Wayne Thorpe uses ‘Indigenous storytelling’ to tell a story of how Bung Yarnda (aka Lake Tyres) and other coastal tidal estuaries, work. It is a very important story because it applies to all estuaries and the Indigenous style of telling a story of Bung Yarnda brings the environment to life for adults and children. Like all Indigenous stories it has layers, other stories within it reflecting the layers of history and the national history of Bung Yarnda. This estuarine lake sits in the deeply gorged limestone valley made by a large river from a time when Bass Strait was a land bridge it once flowed across. Fishing Bung Yarnda has long supported the community that lives on Lake Tyers, locals and regular visitors.
An open estuary has daily tides, and with persistent stream flow it remains tidal, restocking with marine life on each high tide. However, smaller estuaries, especially those that have lost catchment vegetation cover, often only open to the sea and become tidal again after rain.
Estuaries like Bung Yarnda, that open and close, need enough rainfall in the catchment to flood the lake and breech the sandbar that blocks tidal flow from the sea. The higher the estuary level before it opens to the sea and the deeper the channel, the longer it stays open, the more fish and other marine life can get into the lake.
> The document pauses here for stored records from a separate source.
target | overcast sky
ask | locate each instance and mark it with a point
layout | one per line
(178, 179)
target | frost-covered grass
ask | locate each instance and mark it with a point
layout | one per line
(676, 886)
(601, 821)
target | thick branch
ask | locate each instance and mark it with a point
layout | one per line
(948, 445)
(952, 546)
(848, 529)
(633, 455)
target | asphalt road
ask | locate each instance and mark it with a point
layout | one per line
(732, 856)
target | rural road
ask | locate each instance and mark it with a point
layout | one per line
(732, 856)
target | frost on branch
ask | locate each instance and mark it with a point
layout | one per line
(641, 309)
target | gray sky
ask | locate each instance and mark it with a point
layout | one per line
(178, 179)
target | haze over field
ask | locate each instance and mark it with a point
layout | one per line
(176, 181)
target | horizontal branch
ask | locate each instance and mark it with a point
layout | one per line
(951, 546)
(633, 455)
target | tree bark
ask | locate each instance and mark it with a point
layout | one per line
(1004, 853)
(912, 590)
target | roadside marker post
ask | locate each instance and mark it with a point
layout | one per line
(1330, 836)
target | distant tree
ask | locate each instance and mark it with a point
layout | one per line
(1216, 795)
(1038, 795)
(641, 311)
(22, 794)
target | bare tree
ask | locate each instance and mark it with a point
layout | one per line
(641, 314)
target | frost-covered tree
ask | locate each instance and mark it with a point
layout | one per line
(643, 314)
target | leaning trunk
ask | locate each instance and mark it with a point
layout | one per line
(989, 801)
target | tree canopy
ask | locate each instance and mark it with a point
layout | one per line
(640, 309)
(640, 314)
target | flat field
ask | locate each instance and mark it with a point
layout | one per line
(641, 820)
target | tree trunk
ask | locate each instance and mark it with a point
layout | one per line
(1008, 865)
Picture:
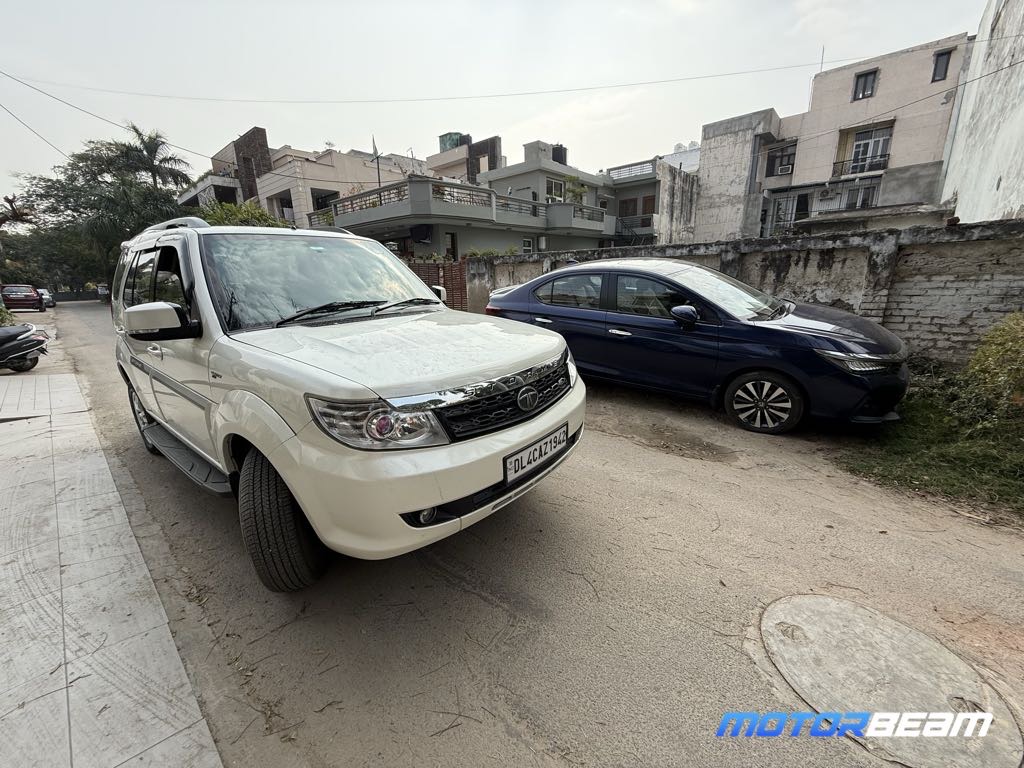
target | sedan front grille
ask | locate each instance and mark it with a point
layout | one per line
(495, 412)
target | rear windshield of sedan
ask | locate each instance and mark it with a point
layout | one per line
(257, 280)
(738, 299)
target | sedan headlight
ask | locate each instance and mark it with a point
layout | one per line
(856, 364)
(376, 426)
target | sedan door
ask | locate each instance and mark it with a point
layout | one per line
(570, 305)
(653, 348)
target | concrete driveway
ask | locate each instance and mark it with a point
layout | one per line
(607, 619)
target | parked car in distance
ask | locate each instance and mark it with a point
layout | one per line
(48, 299)
(22, 297)
(313, 376)
(692, 331)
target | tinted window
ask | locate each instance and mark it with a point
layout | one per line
(257, 280)
(576, 290)
(168, 286)
(138, 286)
(738, 299)
(635, 295)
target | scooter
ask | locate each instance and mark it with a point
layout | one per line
(20, 347)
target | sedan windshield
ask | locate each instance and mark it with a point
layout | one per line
(258, 280)
(738, 299)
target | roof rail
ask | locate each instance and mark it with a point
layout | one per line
(331, 229)
(189, 221)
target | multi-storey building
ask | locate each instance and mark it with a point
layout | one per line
(867, 154)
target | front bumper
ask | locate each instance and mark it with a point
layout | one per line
(354, 499)
(867, 398)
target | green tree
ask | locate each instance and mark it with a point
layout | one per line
(246, 214)
(147, 154)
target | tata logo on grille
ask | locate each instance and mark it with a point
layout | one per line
(527, 398)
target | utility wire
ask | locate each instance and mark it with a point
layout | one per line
(862, 121)
(38, 134)
(420, 99)
(513, 94)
That ‘flooding’, just prior to opening, brings freshwater high onto banks covering bushland, farmland edges, parks etc. until the estuary opens, usually for a few days but sometimes longer. People affected naturally often seek to open the estuary manually with bulldozers, tractors or even by hand, digging trenches to the sea. Though this seems like an entirely sensible approach to reduce the temporary freshwater flooding, people too often do not realise how it compromises the fisheries in these estuaries.
More than 50 % of the world’s commercial and recreational fish species breed in estuaries. Either the eggs hatch in them or in nearby coastal waters with tiny larval fish, like sea mullet, coming in with the rising tide. These estuaries and estuarine lakes contain vegetation such as salt marshes and seagrasses and logs that have washed down from upstream. This living and dead vegetation provides shelter for juvenile fish from predators – bigger fish, birds etc.
The fish that live in estuaries also live in coastal waters and bays. When an estuary that has been closed for months even years, opens, it washes the dead and living small (and not so small) animals, insects, crabs, prawns and shrimps and tiny fish into the sea. This flow forms a ‘plume’ often of discoloured or muddy water that sweeps along the coast with the falling tide. Coastal fish like bream and sea mullet are attracted to the ‘food’ in these plumes and swim into them. When the tide turns, much of the plume and the ‘fish food’ it contains flow back into the estuary from where fish often swim far up into the estuary and its streams in search of more ‘food’.
Where estuaries are allowed to flood naturally before opening, their waters flow from what was dry ground behind the entire estuarine shoreline, washing insects, worms etc out to sea into that ‘plume’ as Bung Yarnda opens. This attracts even more fish into the plume and the now tidal estuary itself. Combined with the deeper channels, these naturally opened estuaries remain open longer supporting more fish and other wildlife like dolphins and seals.